Oliveira se sent "lourdement pénalisé" par le pneu avant

Privé de la gomme avant avec laquelle il s'est imposé en 2020, Miguel Oliveira a été en difficulté vendredi au Grand Prix du Portugal. Brad Binder compare le pneu proposé ce week-end à du "chewing-gum".

Oliveira se sent "lourdement pénalisé" par le pneu avant

Miguel Oliveira était le grand favori en arrivant à Portimão, après avoir survolé l'édition 2020 de l'épreuve, mais le pilote local s'est fait discret vendredi, au cours de la première journée d'essais sur le circuit portugais. Il a conclu la séance de la matinée sur un modeste 17e temps et s'il a intégré le top 10 dans l'après-midi, ce n'était qu'avec la neuvième meilleure performance. Oliveira est donc provisoirement qualifié pour la Q2 mais reste sous la menace de ses rivaux.

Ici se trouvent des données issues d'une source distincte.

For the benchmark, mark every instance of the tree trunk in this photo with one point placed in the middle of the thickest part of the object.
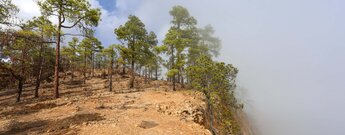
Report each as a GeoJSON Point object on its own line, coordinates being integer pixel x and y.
{"type": "Point", "coordinates": [20, 89]}
{"type": "Point", "coordinates": [124, 69]}
{"type": "Point", "coordinates": [145, 74]}
{"type": "Point", "coordinates": [72, 73]}
{"type": "Point", "coordinates": [57, 60]}
{"type": "Point", "coordinates": [93, 65]}
{"type": "Point", "coordinates": [111, 73]}
{"type": "Point", "coordinates": [182, 83]}
{"type": "Point", "coordinates": [131, 82]}
{"type": "Point", "coordinates": [172, 67]}
{"type": "Point", "coordinates": [156, 73]}
{"type": "Point", "coordinates": [39, 72]}
{"type": "Point", "coordinates": [84, 74]}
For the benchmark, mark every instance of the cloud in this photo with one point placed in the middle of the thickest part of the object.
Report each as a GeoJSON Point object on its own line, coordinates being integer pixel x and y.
{"type": "Point", "coordinates": [289, 53]}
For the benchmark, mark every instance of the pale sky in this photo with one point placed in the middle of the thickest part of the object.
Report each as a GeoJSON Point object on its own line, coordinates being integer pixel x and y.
{"type": "Point", "coordinates": [290, 53]}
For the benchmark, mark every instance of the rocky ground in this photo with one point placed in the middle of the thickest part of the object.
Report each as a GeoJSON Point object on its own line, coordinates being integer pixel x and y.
{"type": "Point", "coordinates": [148, 109]}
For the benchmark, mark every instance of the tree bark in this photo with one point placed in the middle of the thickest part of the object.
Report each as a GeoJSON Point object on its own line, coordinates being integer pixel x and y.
{"type": "Point", "coordinates": [111, 73]}
{"type": "Point", "coordinates": [39, 72]}
{"type": "Point", "coordinates": [93, 65]}
{"type": "Point", "coordinates": [57, 59]}
{"type": "Point", "coordinates": [84, 73]}
{"type": "Point", "coordinates": [20, 89]}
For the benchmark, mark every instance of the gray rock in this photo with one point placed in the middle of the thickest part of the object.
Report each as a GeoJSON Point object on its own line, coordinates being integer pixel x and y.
{"type": "Point", "coordinates": [147, 124]}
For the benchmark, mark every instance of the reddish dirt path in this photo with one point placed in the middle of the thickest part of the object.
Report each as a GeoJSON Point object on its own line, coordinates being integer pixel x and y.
{"type": "Point", "coordinates": [150, 109]}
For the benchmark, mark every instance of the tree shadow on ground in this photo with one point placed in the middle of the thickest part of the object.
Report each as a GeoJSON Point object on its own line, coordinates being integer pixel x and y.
{"type": "Point", "coordinates": [60, 126]}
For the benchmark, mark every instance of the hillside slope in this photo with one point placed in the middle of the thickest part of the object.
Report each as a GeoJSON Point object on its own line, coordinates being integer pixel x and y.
{"type": "Point", "coordinates": [150, 109]}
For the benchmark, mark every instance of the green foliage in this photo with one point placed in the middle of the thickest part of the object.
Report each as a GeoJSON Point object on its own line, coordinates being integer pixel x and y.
{"type": "Point", "coordinates": [7, 12]}
{"type": "Point", "coordinates": [77, 12]}
{"type": "Point", "coordinates": [217, 81]}
{"type": "Point", "coordinates": [172, 72]}
{"type": "Point", "coordinates": [133, 34]}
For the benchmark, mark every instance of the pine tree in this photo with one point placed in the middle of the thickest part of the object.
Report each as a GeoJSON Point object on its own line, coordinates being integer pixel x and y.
{"type": "Point", "coordinates": [133, 34]}
{"type": "Point", "coordinates": [77, 12]}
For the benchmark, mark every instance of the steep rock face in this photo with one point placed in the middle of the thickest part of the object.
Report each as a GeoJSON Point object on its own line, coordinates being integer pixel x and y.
{"type": "Point", "coordinates": [186, 110]}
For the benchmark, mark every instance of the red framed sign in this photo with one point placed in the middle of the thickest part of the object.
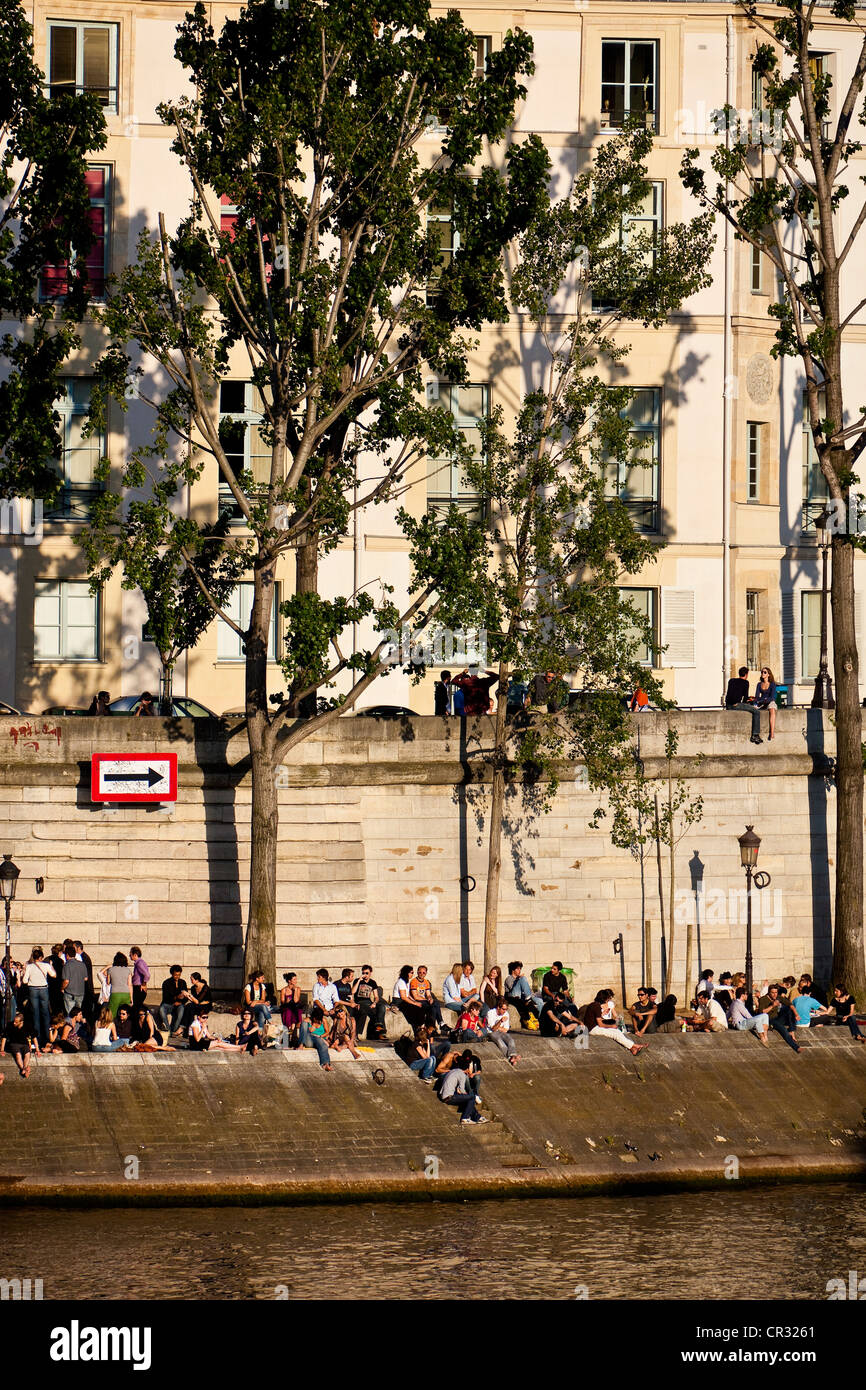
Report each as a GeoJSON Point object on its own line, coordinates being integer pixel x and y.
{"type": "Point", "coordinates": [134, 777]}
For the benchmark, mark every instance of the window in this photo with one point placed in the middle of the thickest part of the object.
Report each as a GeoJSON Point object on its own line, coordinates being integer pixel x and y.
{"type": "Point", "coordinates": [66, 622]}
{"type": "Point", "coordinates": [230, 648]}
{"type": "Point", "coordinates": [628, 81]}
{"type": "Point", "coordinates": [439, 218]}
{"type": "Point", "coordinates": [752, 628]}
{"type": "Point", "coordinates": [645, 605]}
{"type": "Point", "coordinates": [815, 483]}
{"type": "Point", "coordinates": [635, 480]}
{"type": "Point", "coordinates": [241, 417]}
{"type": "Point", "coordinates": [811, 634]}
{"type": "Point", "coordinates": [79, 455]}
{"type": "Point", "coordinates": [82, 57]}
{"type": "Point", "coordinates": [54, 281]}
{"type": "Point", "coordinates": [446, 481]}
{"type": "Point", "coordinates": [819, 71]}
{"type": "Point", "coordinates": [645, 225]}
{"type": "Point", "coordinates": [755, 270]}
{"type": "Point", "coordinates": [752, 488]}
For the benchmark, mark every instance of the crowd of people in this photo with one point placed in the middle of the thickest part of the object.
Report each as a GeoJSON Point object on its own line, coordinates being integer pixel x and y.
{"type": "Point", "coordinates": [784, 1007]}
{"type": "Point", "coordinates": [60, 1004]}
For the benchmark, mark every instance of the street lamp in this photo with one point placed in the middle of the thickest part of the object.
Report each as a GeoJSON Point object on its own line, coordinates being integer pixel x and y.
{"type": "Point", "coordinates": [9, 883]}
{"type": "Point", "coordinates": [749, 844]}
{"type": "Point", "coordinates": [823, 685]}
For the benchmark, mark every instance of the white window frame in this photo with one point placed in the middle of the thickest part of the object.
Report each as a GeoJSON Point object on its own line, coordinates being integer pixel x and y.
{"type": "Point", "coordinates": [444, 474]}
{"type": "Point", "coordinates": [63, 594]}
{"type": "Point", "coordinates": [239, 605]}
{"type": "Point", "coordinates": [811, 602]}
{"type": "Point", "coordinates": [754, 460]}
{"type": "Point", "coordinates": [79, 25]}
{"type": "Point", "coordinates": [644, 459]}
{"type": "Point", "coordinates": [249, 416]}
{"type": "Point", "coordinates": [74, 494]}
{"type": "Point", "coordinates": [649, 658]}
{"type": "Point", "coordinates": [606, 118]}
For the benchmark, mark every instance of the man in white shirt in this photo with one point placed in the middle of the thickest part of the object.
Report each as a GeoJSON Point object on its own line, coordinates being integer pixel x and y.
{"type": "Point", "coordinates": [456, 1090]}
{"type": "Point", "coordinates": [498, 1025]}
{"type": "Point", "coordinates": [324, 994]}
{"type": "Point", "coordinates": [744, 1020]}
{"type": "Point", "coordinates": [711, 1012]}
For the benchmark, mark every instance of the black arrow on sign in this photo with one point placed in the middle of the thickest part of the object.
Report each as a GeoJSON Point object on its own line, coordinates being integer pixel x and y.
{"type": "Point", "coordinates": [150, 776]}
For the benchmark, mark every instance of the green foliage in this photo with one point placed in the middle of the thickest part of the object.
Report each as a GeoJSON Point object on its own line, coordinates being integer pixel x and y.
{"type": "Point", "coordinates": [43, 218]}
{"type": "Point", "coordinates": [309, 118]}
{"type": "Point", "coordinates": [558, 548]}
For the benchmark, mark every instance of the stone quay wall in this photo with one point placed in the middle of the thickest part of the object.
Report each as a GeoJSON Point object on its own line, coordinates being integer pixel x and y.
{"type": "Point", "coordinates": [382, 834]}
{"type": "Point", "coordinates": [692, 1109]}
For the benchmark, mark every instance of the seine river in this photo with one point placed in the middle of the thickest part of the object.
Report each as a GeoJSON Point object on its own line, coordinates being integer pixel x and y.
{"type": "Point", "coordinates": [758, 1243]}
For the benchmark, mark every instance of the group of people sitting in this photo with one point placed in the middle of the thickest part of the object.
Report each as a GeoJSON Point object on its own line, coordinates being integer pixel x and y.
{"type": "Point", "coordinates": [717, 1007]}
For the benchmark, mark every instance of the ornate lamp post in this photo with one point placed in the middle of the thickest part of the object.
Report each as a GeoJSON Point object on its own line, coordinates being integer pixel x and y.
{"type": "Point", "coordinates": [823, 685]}
{"type": "Point", "coordinates": [749, 844]}
{"type": "Point", "coordinates": [9, 884]}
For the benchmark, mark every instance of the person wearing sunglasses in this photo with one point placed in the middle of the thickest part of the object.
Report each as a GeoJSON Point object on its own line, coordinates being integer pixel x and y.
{"type": "Point", "coordinates": [763, 698]}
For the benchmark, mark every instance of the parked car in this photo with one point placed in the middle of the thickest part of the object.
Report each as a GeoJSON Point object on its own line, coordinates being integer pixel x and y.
{"type": "Point", "coordinates": [181, 708]}
{"type": "Point", "coordinates": [385, 712]}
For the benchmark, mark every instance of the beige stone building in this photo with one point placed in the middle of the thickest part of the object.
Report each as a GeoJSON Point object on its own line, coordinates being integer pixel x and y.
{"type": "Point", "coordinates": [729, 483]}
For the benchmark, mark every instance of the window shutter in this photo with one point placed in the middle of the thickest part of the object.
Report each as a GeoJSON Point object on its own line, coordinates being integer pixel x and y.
{"type": "Point", "coordinates": [790, 638]}
{"type": "Point", "coordinates": [679, 627]}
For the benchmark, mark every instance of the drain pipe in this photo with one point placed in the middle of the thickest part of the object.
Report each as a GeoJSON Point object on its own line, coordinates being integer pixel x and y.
{"type": "Point", "coordinates": [727, 396]}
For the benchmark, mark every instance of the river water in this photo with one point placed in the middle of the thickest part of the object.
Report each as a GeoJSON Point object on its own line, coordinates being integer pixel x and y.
{"type": "Point", "coordinates": [758, 1243]}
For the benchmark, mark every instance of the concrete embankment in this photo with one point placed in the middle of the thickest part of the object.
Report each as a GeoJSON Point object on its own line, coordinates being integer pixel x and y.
{"type": "Point", "coordinates": [177, 1129]}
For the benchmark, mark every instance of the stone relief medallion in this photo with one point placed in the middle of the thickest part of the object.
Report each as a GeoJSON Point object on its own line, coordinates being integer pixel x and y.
{"type": "Point", "coordinates": [759, 378]}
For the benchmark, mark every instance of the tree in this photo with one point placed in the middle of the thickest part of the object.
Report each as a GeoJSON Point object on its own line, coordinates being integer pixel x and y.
{"type": "Point", "coordinates": [558, 546]}
{"type": "Point", "coordinates": [783, 189]}
{"type": "Point", "coordinates": [634, 802]}
{"type": "Point", "coordinates": [45, 220]}
{"type": "Point", "coordinates": [307, 120]}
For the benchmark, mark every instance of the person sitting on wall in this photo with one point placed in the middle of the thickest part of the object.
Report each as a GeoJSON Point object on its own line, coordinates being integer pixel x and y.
{"type": "Point", "coordinates": [519, 993]}
{"type": "Point", "coordinates": [420, 994]}
{"type": "Point", "coordinates": [248, 1033]}
{"type": "Point", "coordinates": [442, 694]}
{"type": "Point", "coordinates": [783, 1018]}
{"type": "Point", "coordinates": [598, 1026]}
{"type": "Point", "coordinates": [370, 1005]}
{"type": "Point", "coordinates": [324, 993]}
{"type": "Point", "coordinates": [642, 1014]}
{"type": "Point", "coordinates": [344, 1032]}
{"type": "Point", "coordinates": [763, 698]}
{"type": "Point", "coordinates": [742, 1020]}
{"type": "Point", "coordinates": [175, 997]}
{"type": "Point", "coordinates": [737, 692]}
{"type": "Point", "coordinates": [709, 1016]}
{"type": "Point", "coordinates": [456, 1090]}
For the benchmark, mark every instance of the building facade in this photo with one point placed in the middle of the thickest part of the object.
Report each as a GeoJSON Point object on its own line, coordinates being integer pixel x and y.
{"type": "Point", "coordinates": [727, 481]}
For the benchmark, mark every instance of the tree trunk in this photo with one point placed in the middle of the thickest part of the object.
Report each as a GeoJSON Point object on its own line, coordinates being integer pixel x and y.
{"type": "Point", "coordinates": [848, 966]}
{"type": "Point", "coordinates": [494, 855]}
{"type": "Point", "coordinates": [166, 683]}
{"type": "Point", "coordinates": [260, 944]}
{"type": "Point", "coordinates": [658, 838]}
{"type": "Point", "coordinates": [672, 852]}
{"type": "Point", "coordinates": [306, 581]}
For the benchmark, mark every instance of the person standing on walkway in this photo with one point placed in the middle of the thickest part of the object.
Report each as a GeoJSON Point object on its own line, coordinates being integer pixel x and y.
{"type": "Point", "coordinates": [36, 975]}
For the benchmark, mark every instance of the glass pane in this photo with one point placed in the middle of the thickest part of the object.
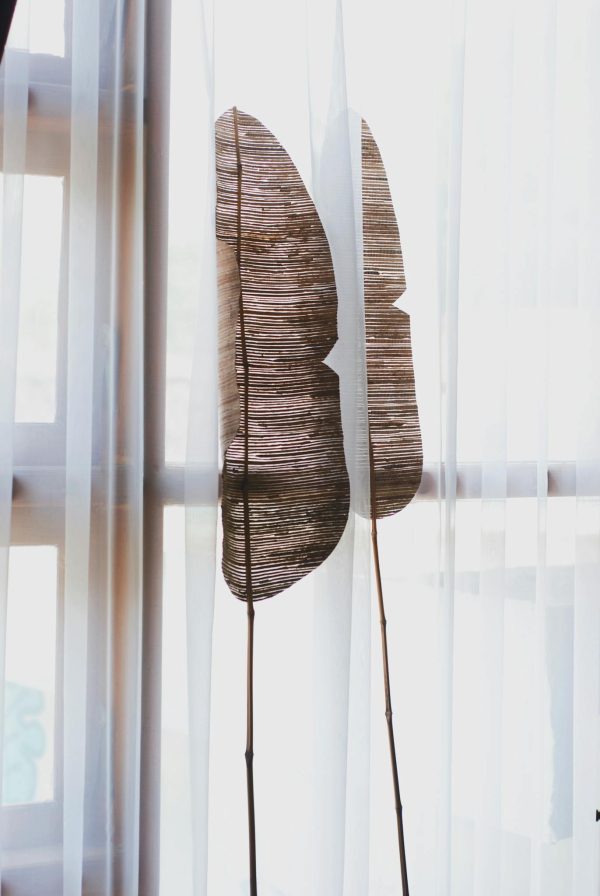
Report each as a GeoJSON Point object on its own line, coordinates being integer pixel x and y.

"Les EL1 se sont déroulés dans des conditions mixtes donc c'était assez dur de comprendre les trajectoires et de savoir dans quelle mesure on pouvait attaquer sur les flaques", a expliqué le pilote KTM. "Il n'a pas plu dans l'après-midi, c'était bien de pouvoir rouler sur piste sèche. Je m'attendais à un peu mieux, parce que j'avais un bon rythme en pneu medium. Je pensais faire un peu mieux avec le tendre [à l'arrière] mais on a un peu de mal à le comprendre en ce moment."

C'est surtout le pneu avant qui pose problème à Oliveira. En 2020, il s'est imposé en utilisant une monte dure symétrique à l'avant mais elle a été retirée de l'allocation proposée par Michelin et la seule gomme dure à la disposition des pilotes ce week-end est la version asymétrique, avec laquelle la KTM est moins performante. "Malheureusement nous n'avons pas suffisamment de soutien avec ce pneu dur, que nous trouvons trop tendre pour nous", a confirmé le pilote portugais. "Il faut faire des analyses pour améliorer la moto pour demain."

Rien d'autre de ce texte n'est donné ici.